Fralick, the president of Innovative Medicines Canada, said that before the pandemic relations between government and industry were at an all-time low. Global CEOs of the pharmaceutical industry, who have the power to direct investments, contacted the Trudeau government four times before the pandemic and “in reality they got no meaningful response,” she said.

“We haven’t even really been able to meet a minister as an association here in Canada,” said Fralick, who added that the pandemic has reduced tensions and led to “fragile but positive change”.

Trudeau himself highlighted his direct conversations over the past few months with the world’s top leaders in the pharmaceutical industry., including Dr Albert Bourla of Pfizer.

The world race: Bernstein said the pandemic has forced countries to find ways to consolidate vaccine supplies, an environment that has created bidding wars with manufacturers.

“[They want] to make sure that, for the next pandemic, they don’t get caught with their pants down, “he said.” Every politician is highly motivated to resolve this situation. “

Fralick said the pandemic had indeed launched an international competition.

“Almost every country in the world will feel blinded by this pandemic. … Canada is certainly not alone, ”she said, noting that only a handful of countries produce the vaccines. “We were caught off guard.”

The effort, so far: Last week, Champagne announced a federal investment of up to C $ 415 million in a new Sanofi influenza vaccine manufacturing facility in Toronto. The deal offered a roughly 50-50 split between governments and industry.

Fralick, who does not know the terms of the deal, said the “50 cent dollars” should take precedence over the company’s concerns about some of the other issues.

In February, Trudeau announced a memorandum of understanding with Novavax Inc. that would see the company produce its Covid-19 vaccines at a new facility in Montreal, which received C $ 126 million in funding.

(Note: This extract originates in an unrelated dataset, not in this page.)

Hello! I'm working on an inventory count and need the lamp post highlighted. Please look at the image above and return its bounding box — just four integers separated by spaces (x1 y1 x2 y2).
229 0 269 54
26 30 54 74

The facility is expected to be ready to produce the vaccine by the end of 2021. The Novavax vaccine is still under review and has not yet received approval from Health Canada.

The government also announced agreements to develop bioproduction with domestic companies, including investments of up to C $ 173 million with Medicago and C $ 25.1 million with Precision NanoSystems Inc.

And after: Champagne says Canada is in talks with many players. “We are trying to advance as much as possible and I think you will see more to come,” he said. “I don’t have a crystal ball, but I think we need to be better prepared for whatever is to follow.”